Feb. 24, 2005 — Cash flow into stock funds slowed down somewhat in January compared to the prior month, according to data released today by the Investment Company Institute. Equity portfolios took in about $8.7 billion in net new cash in January, versus inflows of $10.2 billion in December.
The January 2005 inflow fell significantly below the $43.0 billion figure recorded in January 2004.
Louis Harvey, president of Dalbar Inc., a Boston-based mutual fund consultant, believes the large discrepancy between January 2004 and January 2005 is tied to investors chasing performance. “The spectacular stock returns in 2003 drove sales in January of 2004, as investors poured money into equities,” he said. “But as performance in 2004 was rather sluggish, despite the post-election rally, investors are now showing some restraint.”
The ICI said that among stock funds, world equity funds (funds that invest primarily overseas) posted an inflow of $8.1 billion in January, versus an inflow of $7.8 billion in December.
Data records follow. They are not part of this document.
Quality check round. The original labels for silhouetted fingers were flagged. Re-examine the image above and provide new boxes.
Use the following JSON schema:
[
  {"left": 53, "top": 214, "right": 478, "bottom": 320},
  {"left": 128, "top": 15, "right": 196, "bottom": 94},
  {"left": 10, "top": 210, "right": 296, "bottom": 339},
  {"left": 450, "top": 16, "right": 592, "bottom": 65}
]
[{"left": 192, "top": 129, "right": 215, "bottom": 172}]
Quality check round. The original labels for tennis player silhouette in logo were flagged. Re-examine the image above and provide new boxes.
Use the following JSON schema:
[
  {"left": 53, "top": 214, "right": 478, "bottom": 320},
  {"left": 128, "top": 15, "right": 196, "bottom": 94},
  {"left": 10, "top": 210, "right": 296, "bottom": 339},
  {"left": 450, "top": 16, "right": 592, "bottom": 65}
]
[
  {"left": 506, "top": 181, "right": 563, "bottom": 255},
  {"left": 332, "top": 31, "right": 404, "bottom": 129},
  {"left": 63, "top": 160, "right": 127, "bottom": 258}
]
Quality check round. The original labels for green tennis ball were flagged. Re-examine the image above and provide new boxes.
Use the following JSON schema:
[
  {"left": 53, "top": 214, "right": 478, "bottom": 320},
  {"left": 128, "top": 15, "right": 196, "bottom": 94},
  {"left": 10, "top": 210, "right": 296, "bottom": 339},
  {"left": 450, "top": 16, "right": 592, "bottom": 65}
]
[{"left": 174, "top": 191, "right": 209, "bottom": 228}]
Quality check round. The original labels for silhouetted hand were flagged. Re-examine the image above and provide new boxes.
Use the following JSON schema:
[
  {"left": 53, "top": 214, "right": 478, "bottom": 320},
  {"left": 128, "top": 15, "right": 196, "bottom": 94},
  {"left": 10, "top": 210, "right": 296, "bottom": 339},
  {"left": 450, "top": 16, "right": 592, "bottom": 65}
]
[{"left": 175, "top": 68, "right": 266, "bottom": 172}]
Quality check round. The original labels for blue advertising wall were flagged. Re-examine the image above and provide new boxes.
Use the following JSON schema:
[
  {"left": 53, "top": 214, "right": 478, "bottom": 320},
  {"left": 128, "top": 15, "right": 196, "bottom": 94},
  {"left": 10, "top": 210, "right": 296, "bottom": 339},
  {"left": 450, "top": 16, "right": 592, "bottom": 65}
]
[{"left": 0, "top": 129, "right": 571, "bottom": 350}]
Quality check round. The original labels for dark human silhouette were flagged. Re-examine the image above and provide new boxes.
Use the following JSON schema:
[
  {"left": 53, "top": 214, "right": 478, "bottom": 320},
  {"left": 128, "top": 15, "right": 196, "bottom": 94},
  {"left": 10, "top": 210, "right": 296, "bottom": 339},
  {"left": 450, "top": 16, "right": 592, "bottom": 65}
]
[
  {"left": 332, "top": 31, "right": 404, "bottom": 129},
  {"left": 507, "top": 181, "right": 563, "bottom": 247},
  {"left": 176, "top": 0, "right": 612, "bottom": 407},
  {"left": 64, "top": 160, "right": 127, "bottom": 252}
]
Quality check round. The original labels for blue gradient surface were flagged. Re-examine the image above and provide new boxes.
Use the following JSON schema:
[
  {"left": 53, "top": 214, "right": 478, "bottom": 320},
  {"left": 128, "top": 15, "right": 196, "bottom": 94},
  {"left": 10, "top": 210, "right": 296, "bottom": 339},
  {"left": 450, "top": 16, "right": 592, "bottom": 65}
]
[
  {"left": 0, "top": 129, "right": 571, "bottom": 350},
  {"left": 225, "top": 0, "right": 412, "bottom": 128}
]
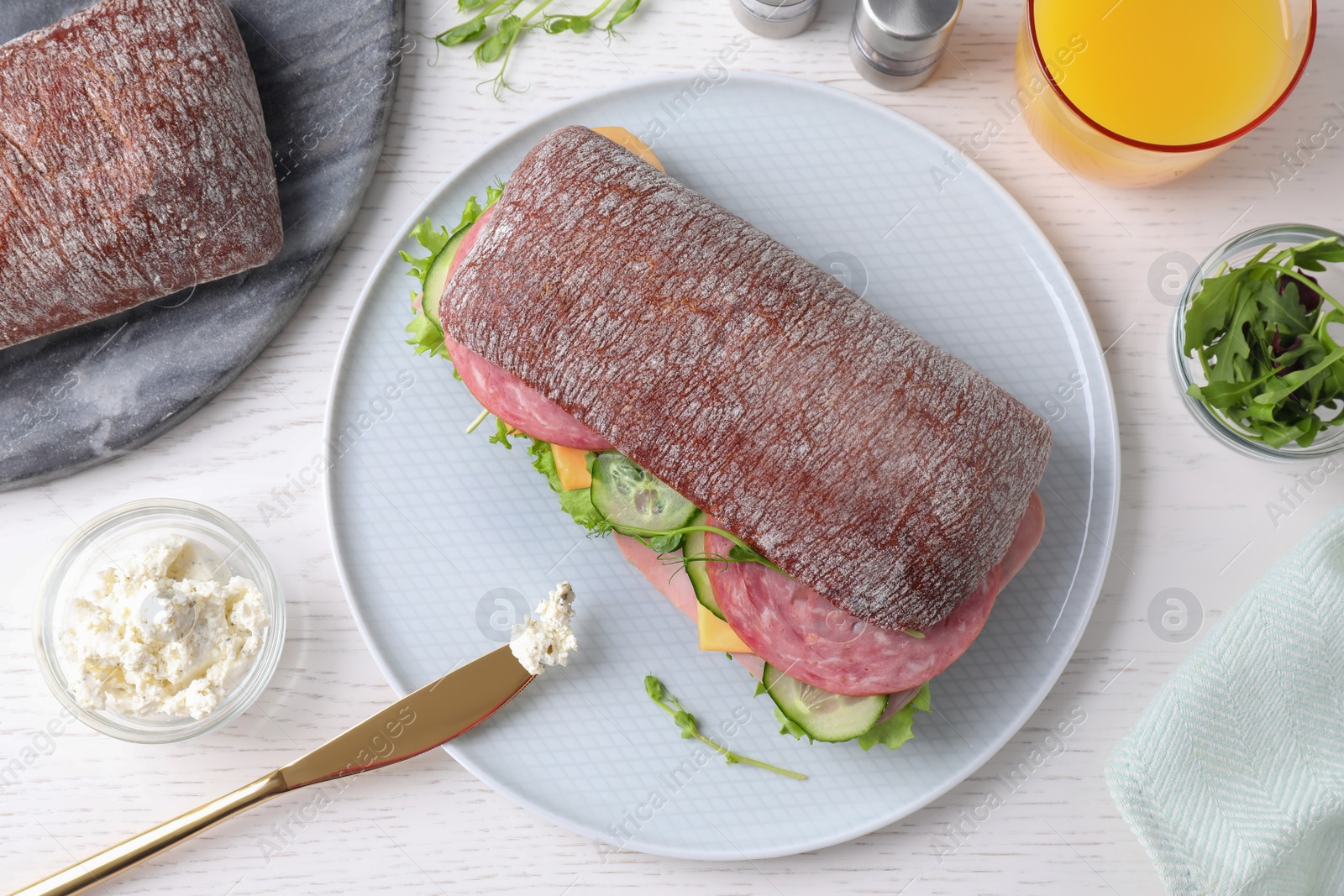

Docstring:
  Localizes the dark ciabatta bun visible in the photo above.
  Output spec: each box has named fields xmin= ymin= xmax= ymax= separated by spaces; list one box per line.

xmin=441 ymin=128 xmax=1050 ymax=627
xmin=0 ymin=0 xmax=282 ymax=348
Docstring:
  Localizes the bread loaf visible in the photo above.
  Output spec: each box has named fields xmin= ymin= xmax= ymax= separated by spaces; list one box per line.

xmin=441 ymin=128 xmax=1051 ymax=629
xmin=0 ymin=0 xmax=282 ymax=348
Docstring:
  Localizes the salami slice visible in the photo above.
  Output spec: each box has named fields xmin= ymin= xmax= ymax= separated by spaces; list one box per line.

xmin=444 ymin=336 xmax=612 ymax=451
xmin=439 ymin=128 xmax=1051 ymax=629
xmin=706 ymin=495 xmax=1046 ymax=696
xmin=449 ymin=206 xmax=499 ymax=286
xmin=439 ymin=206 xmax=612 ymax=451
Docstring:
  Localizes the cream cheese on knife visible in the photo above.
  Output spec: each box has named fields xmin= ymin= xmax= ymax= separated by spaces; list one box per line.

xmin=508 ymin=582 xmax=580 ymax=676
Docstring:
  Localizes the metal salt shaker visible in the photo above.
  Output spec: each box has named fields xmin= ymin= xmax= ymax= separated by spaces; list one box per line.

xmin=849 ymin=0 xmax=961 ymax=90
xmin=728 ymin=0 xmax=822 ymax=38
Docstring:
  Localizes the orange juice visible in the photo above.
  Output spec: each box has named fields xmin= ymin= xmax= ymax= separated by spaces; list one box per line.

xmin=1016 ymin=0 xmax=1315 ymax=186
xmin=1033 ymin=0 xmax=1292 ymax=146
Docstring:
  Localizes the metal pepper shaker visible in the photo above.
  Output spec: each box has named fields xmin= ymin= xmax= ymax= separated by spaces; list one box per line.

xmin=728 ymin=0 xmax=822 ymax=38
xmin=849 ymin=0 xmax=961 ymax=90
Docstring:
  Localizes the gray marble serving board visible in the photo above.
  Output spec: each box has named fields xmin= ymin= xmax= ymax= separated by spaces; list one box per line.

xmin=0 ymin=0 xmax=405 ymax=489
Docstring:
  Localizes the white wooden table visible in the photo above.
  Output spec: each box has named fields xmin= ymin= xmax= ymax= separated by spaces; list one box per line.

xmin=0 ymin=0 xmax=1344 ymax=896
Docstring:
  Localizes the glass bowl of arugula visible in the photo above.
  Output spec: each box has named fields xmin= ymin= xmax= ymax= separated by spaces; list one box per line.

xmin=1172 ymin=224 xmax=1344 ymax=461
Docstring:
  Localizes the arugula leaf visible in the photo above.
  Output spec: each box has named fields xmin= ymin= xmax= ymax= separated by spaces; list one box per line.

xmin=1181 ymin=237 xmax=1344 ymax=448
xmin=489 ymin=417 xmax=513 ymax=451
xmin=858 ymin=681 xmax=932 ymax=750
xmin=527 ymin=439 xmax=612 ymax=535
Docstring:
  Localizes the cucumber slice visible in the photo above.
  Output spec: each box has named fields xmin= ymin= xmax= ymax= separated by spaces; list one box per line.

xmin=681 ymin=513 xmax=723 ymax=619
xmin=761 ymin=663 xmax=887 ymax=743
xmin=591 ymin=451 xmax=697 ymax=532
xmin=421 ymin=230 xmax=466 ymax=331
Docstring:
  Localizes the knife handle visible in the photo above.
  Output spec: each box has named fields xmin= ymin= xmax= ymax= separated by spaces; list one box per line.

xmin=11 ymin=770 xmax=289 ymax=896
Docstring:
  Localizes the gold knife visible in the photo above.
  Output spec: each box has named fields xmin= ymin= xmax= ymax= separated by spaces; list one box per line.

xmin=12 ymin=645 xmax=533 ymax=896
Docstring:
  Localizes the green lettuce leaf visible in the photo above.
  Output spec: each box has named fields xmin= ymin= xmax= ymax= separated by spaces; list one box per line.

xmin=858 ymin=681 xmax=932 ymax=750
xmin=406 ymin=312 xmax=453 ymax=361
xmin=401 ymin=180 xmax=504 ymax=357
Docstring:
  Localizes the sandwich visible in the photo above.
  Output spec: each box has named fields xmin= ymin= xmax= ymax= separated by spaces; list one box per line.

xmin=406 ymin=126 xmax=1051 ymax=750
xmin=0 ymin=0 xmax=282 ymax=348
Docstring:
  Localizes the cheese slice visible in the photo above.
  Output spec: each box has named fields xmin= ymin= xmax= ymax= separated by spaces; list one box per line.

xmin=551 ymin=445 xmax=593 ymax=491
xmin=593 ymin=128 xmax=667 ymax=172
xmin=695 ymin=603 xmax=753 ymax=652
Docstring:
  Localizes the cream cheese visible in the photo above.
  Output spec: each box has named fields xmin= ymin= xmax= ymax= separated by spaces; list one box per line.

xmin=59 ymin=536 xmax=270 ymax=719
xmin=508 ymin=582 xmax=580 ymax=676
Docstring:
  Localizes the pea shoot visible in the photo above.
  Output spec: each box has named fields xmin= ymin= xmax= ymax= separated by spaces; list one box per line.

xmin=434 ymin=0 xmax=641 ymax=99
xmin=643 ymin=676 xmax=808 ymax=780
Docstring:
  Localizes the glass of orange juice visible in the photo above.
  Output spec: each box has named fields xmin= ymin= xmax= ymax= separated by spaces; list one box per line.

xmin=1016 ymin=0 xmax=1315 ymax=186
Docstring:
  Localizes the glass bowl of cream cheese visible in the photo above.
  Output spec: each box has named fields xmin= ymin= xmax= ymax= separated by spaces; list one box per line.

xmin=34 ymin=498 xmax=285 ymax=743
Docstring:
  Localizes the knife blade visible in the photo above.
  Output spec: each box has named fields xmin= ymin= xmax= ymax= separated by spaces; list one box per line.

xmin=11 ymin=645 xmax=535 ymax=896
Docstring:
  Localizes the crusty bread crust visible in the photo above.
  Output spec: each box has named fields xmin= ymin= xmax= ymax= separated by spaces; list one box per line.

xmin=0 ymin=0 xmax=282 ymax=348
xmin=441 ymin=128 xmax=1051 ymax=627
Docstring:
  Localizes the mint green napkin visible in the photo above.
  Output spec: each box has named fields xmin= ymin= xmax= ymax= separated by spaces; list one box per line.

xmin=1106 ymin=511 xmax=1344 ymax=896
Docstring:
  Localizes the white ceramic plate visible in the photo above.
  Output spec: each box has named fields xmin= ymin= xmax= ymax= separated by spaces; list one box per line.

xmin=327 ymin=74 xmax=1120 ymax=858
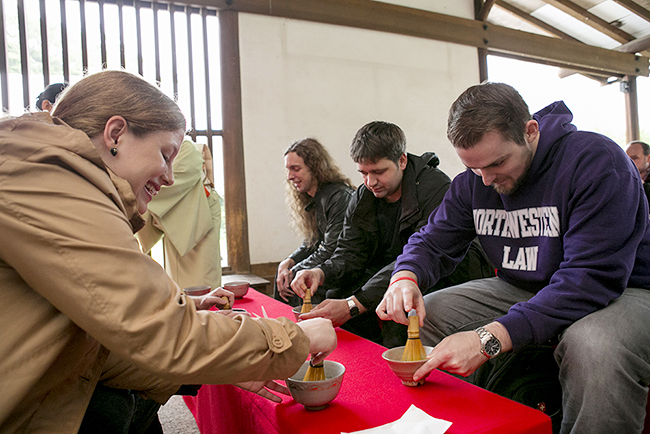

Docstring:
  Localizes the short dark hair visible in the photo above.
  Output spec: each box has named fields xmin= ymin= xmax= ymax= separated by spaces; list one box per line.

xmin=36 ymin=83 xmax=68 ymax=110
xmin=350 ymin=121 xmax=406 ymax=164
xmin=447 ymin=83 xmax=532 ymax=149
xmin=627 ymin=140 xmax=650 ymax=157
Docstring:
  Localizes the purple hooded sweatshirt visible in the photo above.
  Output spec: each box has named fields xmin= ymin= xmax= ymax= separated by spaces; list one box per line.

xmin=395 ymin=101 xmax=650 ymax=350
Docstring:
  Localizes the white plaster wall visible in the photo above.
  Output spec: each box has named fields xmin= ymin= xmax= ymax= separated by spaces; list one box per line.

xmin=239 ymin=0 xmax=478 ymax=264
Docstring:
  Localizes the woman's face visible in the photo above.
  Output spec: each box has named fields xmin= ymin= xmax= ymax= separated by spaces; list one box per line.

xmin=110 ymin=131 xmax=184 ymax=214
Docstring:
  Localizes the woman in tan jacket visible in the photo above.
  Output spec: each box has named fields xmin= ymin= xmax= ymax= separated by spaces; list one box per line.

xmin=0 ymin=71 xmax=336 ymax=433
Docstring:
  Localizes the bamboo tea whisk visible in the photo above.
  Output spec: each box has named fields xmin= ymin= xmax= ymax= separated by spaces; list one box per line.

xmin=302 ymin=360 xmax=325 ymax=381
xmin=300 ymin=288 xmax=311 ymax=313
xmin=402 ymin=310 xmax=427 ymax=362
xmin=221 ymin=295 xmax=230 ymax=310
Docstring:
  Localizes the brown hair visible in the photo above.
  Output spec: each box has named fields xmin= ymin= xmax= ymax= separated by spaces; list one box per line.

xmin=447 ymin=83 xmax=531 ymax=149
xmin=52 ymin=71 xmax=185 ymax=138
xmin=284 ymin=137 xmax=354 ymax=245
xmin=350 ymin=121 xmax=406 ymax=164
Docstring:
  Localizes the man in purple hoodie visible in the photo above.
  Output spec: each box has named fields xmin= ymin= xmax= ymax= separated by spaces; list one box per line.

xmin=377 ymin=83 xmax=650 ymax=434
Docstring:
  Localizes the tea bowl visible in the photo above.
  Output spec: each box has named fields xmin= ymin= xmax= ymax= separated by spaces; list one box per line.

xmin=223 ymin=280 xmax=250 ymax=298
xmin=286 ymin=360 xmax=345 ymax=410
xmin=291 ymin=304 xmax=318 ymax=321
xmin=183 ymin=285 xmax=212 ymax=297
xmin=381 ymin=346 xmax=433 ymax=386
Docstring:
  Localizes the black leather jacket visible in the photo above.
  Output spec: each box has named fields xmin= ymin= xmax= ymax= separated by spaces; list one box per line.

xmin=319 ymin=152 xmax=451 ymax=311
xmin=289 ymin=183 xmax=354 ymax=276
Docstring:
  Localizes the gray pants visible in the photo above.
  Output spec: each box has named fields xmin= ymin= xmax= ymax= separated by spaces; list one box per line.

xmin=420 ymin=277 xmax=650 ymax=434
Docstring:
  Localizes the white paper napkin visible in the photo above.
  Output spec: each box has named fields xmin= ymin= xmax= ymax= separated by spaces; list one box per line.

xmin=341 ymin=405 xmax=451 ymax=434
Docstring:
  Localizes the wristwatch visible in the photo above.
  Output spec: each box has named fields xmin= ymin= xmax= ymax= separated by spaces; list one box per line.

xmin=474 ymin=327 xmax=501 ymax=359
xmin=345 ymin=297 xmax=359 ymax=318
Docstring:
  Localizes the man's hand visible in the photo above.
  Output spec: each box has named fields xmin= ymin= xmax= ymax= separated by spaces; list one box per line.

xmin=300 ymin=299 xmax=360 ymax=327
xmin=189 ymin=287 xmax=235 ymax=310
xmin=376 ymin=271 xmax=426 ymax=327
xmin=297 ymin=318 xmax=336 ymax=365
xmin=413 ymin=331 xmax=488 ymax=381
xmin=235 ymin=381 xmax=289 ymax=402
xmin=291 ymin=268 xmax=325 ymax=298
xmin=413 ymin=321 xmax=512 ymax=381
xmin=275 ymin=258 xmax=296 ymax=302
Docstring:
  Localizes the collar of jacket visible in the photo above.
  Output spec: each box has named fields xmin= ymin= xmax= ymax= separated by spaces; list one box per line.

xmin=305 ymin=182 xmax=336 ymax=212
xmin=30 ymin=112 xmax=145 ymax=233
xmin=351 ymin=152 xmax=440 ymax=232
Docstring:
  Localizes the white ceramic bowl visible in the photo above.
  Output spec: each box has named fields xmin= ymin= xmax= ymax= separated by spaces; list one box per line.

xmin=291 ymin=304 xmax=318 ymax=321
xmin=223 ymin=280 xmax=250 ymax=298
xmin=286 ymin=360 xmax=345 ymax=410
xmin=381 ymin=346 xmax=433 ymax=386
xmin=183 ymin=285 xmax=212 ymax=297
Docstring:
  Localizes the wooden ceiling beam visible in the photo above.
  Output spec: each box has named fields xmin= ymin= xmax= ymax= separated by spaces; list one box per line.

xmin=542 ymin=0 xmax=634 ymax=44
xmin=180 ymin=0 xmax=650 ymax=77
xmin=495 ymin=0 xmax=579 ymax=42
xmin=476 ymin=0 xmax=495 ymax=21
xmin=614 ymin=0 xmax=650 ymax=21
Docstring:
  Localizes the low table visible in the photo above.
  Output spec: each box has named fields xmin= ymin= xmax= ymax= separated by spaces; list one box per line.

xmin=184 ymin=290 xmax=552 ymax=434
Funds that invest primarily in the U.S. had an inflow of $656 million in January, compared with an inflow of $2.4 billion in December.
Long-term funds — stock, bond, and hybrid funds — collectively had a net inflow of $18.9 billion in January, versus a net inflow of $13.0 billion in December.
Bond funds rebounded in January, witnessed an inflow of $4.8 billion for the month, compared with an inflow of $800 million in December. Taxable bond funds had an inflow of $4.0 billion for the month, and municipal bond funds had an inflow of $870 million in January.